Die gesetzlichen Grundlagen
Nach § 8 des Teilzeit- und Befristungsgesetzes (TzBfG) können Arbeitnehmer*innen verlangen, dass die vertraglich vereinbarte Arbeitszeit verringert wird. Mit dem Antrag soll die gewünschte Verteilung der Arbeitszeit angeben werden. Der Arbeitgeber hat der Verringerung der Arbeitszeit zuzustimmen und ihre Verteilung entsprechend den Wünschen des Arbeitnehmers festzulegen, soweit betriebliche Gründe nicht entgegenstehen.
§ 106 der Gewerbeordnung (GewO) regelt das Direktionsrecht des Arbeitgebers. Danach kann der Arbeitgeber neben Inhalt und Ort auch die Zeit der Arbeitsleistung näher bestimmen. Das gilt soweit diese Arbeitsbedingungen nicht durch den Arbeitsvertrag, Bestimmungen einer Betriebsvereinbarung, eines anwendbaren Tarifvertrages oder gesetzliche Vorschriften festgelegt sind.
Gericht unterstellt Trickserei
Im Urteil heißt es, der Kläger beriefe sich auf eine Verringerung seiner Wochenarbeitszeit, um seine gesamte Arbeitszeit neu zu gestalten und seine bisherige Tätigkeit in einem Zweischicht-Modell umzuwandeln in eine Tätigkeit in einem Einschicht-Modell. Dies entspreche nicht dem Sinn und Zweck des TzBfG. Würde man eine solche Vorgehensweise zulassen, würde dies dem Grundgedanken des § 106 GewO widersprechen und diesen ad absurdum führen, so das Gericht.
Wie kam das Gericht darauf?
Der Kläger hatte nicht beanstandet, wie er in der Vergangenheit zur Arbeit eingeteilt wurde.
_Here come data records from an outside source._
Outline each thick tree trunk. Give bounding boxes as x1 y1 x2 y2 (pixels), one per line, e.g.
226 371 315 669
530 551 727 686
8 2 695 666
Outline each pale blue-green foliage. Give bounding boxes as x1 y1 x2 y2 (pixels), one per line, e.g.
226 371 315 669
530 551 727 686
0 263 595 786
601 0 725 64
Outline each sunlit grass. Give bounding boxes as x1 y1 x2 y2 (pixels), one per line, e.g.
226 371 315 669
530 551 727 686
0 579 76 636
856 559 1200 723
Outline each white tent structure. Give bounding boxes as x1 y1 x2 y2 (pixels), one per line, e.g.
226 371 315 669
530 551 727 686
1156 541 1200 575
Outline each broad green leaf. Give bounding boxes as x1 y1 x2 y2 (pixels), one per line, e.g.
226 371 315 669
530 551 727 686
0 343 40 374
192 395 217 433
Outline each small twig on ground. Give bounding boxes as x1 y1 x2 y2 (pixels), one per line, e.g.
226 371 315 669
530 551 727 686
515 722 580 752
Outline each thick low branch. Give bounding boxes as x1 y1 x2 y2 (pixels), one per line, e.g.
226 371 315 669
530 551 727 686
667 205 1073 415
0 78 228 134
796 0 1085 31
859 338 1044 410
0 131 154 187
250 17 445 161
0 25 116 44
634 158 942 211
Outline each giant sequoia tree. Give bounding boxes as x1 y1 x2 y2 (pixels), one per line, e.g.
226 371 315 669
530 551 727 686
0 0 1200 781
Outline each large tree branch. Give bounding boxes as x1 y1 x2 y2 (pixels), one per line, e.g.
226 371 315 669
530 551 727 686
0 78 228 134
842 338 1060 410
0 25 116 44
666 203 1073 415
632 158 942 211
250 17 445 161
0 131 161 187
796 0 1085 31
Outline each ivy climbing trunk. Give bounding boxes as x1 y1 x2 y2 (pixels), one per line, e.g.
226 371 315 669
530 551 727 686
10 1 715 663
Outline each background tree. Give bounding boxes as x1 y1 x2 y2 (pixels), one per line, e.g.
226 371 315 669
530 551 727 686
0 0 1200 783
Das Zweischicht-Modell verstößt nicht gegen eine Betriebsvereinbarung, einen Tarifvertrag oder gesetzliche Vorschriften. Daraus leitete das Gericht ab, dass der Kläger allem Anschein nach keine Möglichkeit habe, im Rahmen des § 106 GewO eine Änderung seiner Arbeitszeit zu erwirken und deshalb zu dem Trick einer minimalen Arbeitszeitverringerung greife, um damit seine gesamte Arbeitszeit neu zu strukturieren.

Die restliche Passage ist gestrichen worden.